『ビリケン』

うーん、期待の監督だけに阪本順治にはこの程度では満足できない。
もっともっと能力を十分に発揮して欲しい。

★★


 阪本順治の映画は『どついたるねん』『鉄拳』『王手』『トカレフ』と観てきました(『BOXER JOE』は観てません。ごめんなさい)。『どついたるねん』『王手』は赤井英和が主演、『王手』『トカレフ』は大和武士が主演。赤井の映画はひたすら明るく豪快な作品、大和の映画は負の暗さのパワーを持っていた作品でした。どちらにしろ、観客を強引に巻き込み、主人公の持つ不思議なパワーに圧倒されるそんな映画でした。

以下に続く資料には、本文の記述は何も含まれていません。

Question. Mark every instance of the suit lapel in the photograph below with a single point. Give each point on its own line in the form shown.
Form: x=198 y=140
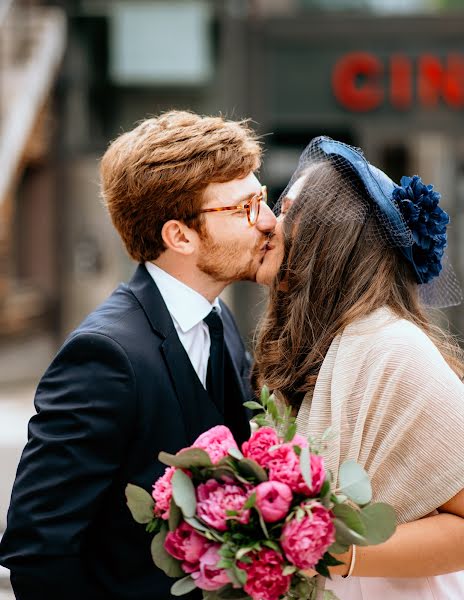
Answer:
x=198 y=411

 それとは違い『ビリケン』には、そんなパワーがなかった。少なくとも通天閣の上に一人不敵に立つビリケンは、すべての上に君臨しているようだった。まるで神のように。それにしては彼のパワーは弱すぎる。もっともっとパワーがあれば、その力を失った時にインパクトがあるんですけどね。そう映画『クロウ』のようにね。まあ、こういう映画なんです、といわれれば納得しますけど。

 ということでぼくはあまり感心しませんでした。笑いも小さい笑いばかりだし、映画館の中も爆笑は少なかったですよ(赤井の映画に比べると)。